The opening track; ‘Cosmic Joe’, is undoubtedly autobiographical. It tells the story of a man named Cosmic Joe who, not so long ago, on a certain ‘non-linear day’, and with the use of his five senses discovers a sacred place called Holy Mo. Cosmic Joe and Holy Mo embrace and become one. One in all, all in one.
Although Laraaji stated from the outset that he would not be in a position to promote the album, his busy schedule of Laughter Meditation workshops, concerts, conferences and gatherings takes care of that.
“Yes, that it something that has been going on since the early seventies, usually from the end of June to the beginning of September. I’m also working with a group called Dha Fuzion, multi-ethnic sounds, hip-hop, break dancing, funk. From the retreats and concerts I do in the summer a growing body of friends invite me to their parts of the country to give a weekend concert or workshop in a hall. So there’s a soft edge during the rest of the year.”
Future projects include a further album for Collective Recordings, already recorded, and he has just recorded some overdubs for a proposed Bill Laswell produced Pharaoh Sanders album.
The ultimate question is what does Laraaji hope to achieve through his music.
“I’d say in answer to your question that the vision, or the big picture that I’d like to do, is be a part of or facilitate, or contribute to others having a very pleasing moment or sound hearing experience.

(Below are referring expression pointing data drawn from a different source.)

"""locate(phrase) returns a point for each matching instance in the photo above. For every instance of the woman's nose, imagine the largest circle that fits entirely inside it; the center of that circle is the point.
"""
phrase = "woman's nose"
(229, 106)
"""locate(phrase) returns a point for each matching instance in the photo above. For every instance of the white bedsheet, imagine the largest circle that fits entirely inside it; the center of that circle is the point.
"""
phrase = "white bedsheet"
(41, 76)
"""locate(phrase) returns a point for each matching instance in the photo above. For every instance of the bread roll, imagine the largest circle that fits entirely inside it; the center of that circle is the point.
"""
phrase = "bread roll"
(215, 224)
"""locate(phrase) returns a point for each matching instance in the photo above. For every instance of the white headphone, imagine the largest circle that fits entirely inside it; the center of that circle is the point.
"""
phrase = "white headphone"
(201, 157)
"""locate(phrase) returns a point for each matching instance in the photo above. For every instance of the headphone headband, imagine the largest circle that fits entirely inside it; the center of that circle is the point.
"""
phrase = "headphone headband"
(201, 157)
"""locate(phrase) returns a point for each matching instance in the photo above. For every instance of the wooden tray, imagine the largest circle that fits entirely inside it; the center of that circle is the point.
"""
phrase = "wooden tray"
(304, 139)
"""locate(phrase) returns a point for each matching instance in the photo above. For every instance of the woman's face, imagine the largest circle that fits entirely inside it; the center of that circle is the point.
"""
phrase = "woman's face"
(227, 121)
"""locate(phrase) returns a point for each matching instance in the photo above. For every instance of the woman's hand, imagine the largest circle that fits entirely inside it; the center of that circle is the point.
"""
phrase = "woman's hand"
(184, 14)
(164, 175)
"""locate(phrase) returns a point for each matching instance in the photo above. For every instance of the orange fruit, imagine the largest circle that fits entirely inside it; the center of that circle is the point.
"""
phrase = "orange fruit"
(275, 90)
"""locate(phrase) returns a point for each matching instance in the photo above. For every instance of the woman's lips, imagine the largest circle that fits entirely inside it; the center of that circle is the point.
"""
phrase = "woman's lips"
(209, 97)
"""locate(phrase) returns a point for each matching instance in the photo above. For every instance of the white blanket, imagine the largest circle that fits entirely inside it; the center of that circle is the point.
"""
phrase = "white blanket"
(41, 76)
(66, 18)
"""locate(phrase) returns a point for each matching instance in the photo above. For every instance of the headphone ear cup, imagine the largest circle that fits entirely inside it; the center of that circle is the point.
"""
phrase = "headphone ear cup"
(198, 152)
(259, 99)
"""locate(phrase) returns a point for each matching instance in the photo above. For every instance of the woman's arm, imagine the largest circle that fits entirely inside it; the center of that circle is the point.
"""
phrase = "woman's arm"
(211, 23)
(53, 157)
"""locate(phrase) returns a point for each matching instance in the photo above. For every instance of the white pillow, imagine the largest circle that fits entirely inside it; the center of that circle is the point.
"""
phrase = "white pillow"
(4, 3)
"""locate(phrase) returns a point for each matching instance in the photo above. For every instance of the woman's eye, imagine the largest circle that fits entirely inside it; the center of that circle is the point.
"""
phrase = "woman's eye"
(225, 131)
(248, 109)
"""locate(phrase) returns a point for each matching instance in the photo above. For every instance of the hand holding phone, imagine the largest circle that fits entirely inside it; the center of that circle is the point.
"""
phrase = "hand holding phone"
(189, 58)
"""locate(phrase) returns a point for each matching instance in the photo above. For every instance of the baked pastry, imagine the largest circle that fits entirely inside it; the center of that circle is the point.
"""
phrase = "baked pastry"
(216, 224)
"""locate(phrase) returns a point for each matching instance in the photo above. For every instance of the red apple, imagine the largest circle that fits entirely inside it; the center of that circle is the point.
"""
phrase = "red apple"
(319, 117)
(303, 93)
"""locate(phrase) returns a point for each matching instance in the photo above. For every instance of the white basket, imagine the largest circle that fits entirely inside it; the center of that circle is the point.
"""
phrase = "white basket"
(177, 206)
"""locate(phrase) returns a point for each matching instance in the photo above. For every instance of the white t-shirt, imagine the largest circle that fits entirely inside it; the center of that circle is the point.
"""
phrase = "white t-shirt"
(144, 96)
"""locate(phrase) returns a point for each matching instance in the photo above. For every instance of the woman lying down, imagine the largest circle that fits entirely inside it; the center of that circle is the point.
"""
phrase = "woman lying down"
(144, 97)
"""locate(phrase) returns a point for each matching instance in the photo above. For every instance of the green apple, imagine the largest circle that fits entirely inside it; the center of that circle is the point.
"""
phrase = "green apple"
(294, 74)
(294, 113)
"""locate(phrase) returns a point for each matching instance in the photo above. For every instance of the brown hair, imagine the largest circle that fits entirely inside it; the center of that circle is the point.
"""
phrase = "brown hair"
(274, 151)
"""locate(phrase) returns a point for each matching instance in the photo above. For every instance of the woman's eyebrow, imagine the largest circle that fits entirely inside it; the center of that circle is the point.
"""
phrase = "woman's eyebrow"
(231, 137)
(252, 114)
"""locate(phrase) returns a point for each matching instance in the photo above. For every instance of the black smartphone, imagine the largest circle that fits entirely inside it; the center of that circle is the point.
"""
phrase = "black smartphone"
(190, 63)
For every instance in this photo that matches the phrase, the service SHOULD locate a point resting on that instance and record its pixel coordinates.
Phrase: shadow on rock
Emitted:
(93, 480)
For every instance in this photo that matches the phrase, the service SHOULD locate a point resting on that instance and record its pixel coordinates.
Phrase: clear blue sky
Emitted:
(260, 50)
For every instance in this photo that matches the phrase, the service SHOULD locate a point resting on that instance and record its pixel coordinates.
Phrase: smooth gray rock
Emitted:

“It may even, as I talk about it, not even happen through music. It may happen through silence, or walking through nature. But of that experience if I can help through music to respect an inner place, whether call it meditation or contemplation, if I can reflect it in my music or use music to suggest it to others to find that place in themselves. That seems to be the direction and experimenting with different approaches.
“When I practiced on the sidewalks on New York, around Central Park and the Museum of Natural History I would notice during rush hour people had no notice of slowing down and steeping out of the pace. Some would even get in the Lotus position on the concrete sidewalk and listen to my music.
“So that experiment of the years of playing on the sidewalks of New York showed me that transmitting or representing meditative states of consciousness through sound imparted to listeners an alternative way to be in the present.”
An alternative way to be in the present. Laraaji’s words echo those of others whose creative use of music allows the listener to experience it on more than one level.
For the past twenty-five years Laraaji has quietly, yet reassuringly, created a body of work that politely stays in the background yet, when one truly investigates it, contains a deeply enriching sense of joy and beauty.